In the box, there was a small circle of light that you could actually trace with your hand. In most settings, lamp light was nebulous and decreased gradually from its source, but in that box, in the cold, the light of small kerosene lamp spread at uniform intensity the approximate distance of hula hoop around its base, cutting off into pitch black. Eric warmed his hands over the lamp. He didn't notice the signs of cold anymore; he didn't shiver expect in harsh wind, the numbing of his ears and fingers, a process that had once been excruciatingly gradual, now occurred as suddenly as the light cut off from it's circle. He no longer took notice of his visible breath.
It was a neatly furnished box, or set of boxes, actually, since Eric had the
day before secured snuggly atop his original fridgedare box a slightly larger
section of four cardboard panels wrapped with trash bags and fastened together
with silver duct tape.
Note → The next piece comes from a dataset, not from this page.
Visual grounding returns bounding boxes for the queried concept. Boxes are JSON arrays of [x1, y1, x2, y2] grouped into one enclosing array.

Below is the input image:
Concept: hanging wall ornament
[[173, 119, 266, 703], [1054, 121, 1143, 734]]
The makeshift hut, secured to the ground with a set of
plastic tent spikes at all times except when Eric was entering or exiting, was
one of the more opulent homes in the area, the former Campus Field C and present
outdoor communal living facility for public aid students who could not afford
indoor housing. The state had been kind enough, the year before, to furnish
the lot with a heated water pump, replacing the well that had been in use for
years before and ensuring the students who lived in the area that they would
have dignity of liquid water even when it was well below freezing. Plans to
place such a pump in the other two outdoor housing lots were stalled by a communicative
error on behalf of the student government towards the dean's office the spring
before, however, and so residents from those lots would at all hours of the
night would tramp noisily around Eric's box, located nearest the water pump,
to fill their buckets.
Eric's personal possessions were as follows: a battery operated hot plate on
which his three daily meals, generously provided by a grant from the Hart Foundation,
were heated, a chamber pot, two kerosene oil lamps, a box of matches, a shelf
containing books and other various class texts, a cup filled with yellow pencils
and disposal ink pens, a framed picture of Eric's family taken four years ago,
a battery powered digital display alarm clock, a set of basic flatware, a cup
for drinking, and two sets of clothing along with the one he was, at the present
time, wearing. Aside from the picture, and his second, insulating cardboard
sheathe, everything in Eric's box had been given to him on a rent-to-own basis
by the university. In exchange for these luxuries, he gave half of his pay,
after taxes, to the campus. He worked the humane legal maximum of thirty-nine
hours a week at Wal-Mart, two miles away, along with taking the scholarship
minimum/maximum 18 class hours per week. He had to maintain a 3.0 grade average
if he wished to keep his commodious lifestyle come spring semester.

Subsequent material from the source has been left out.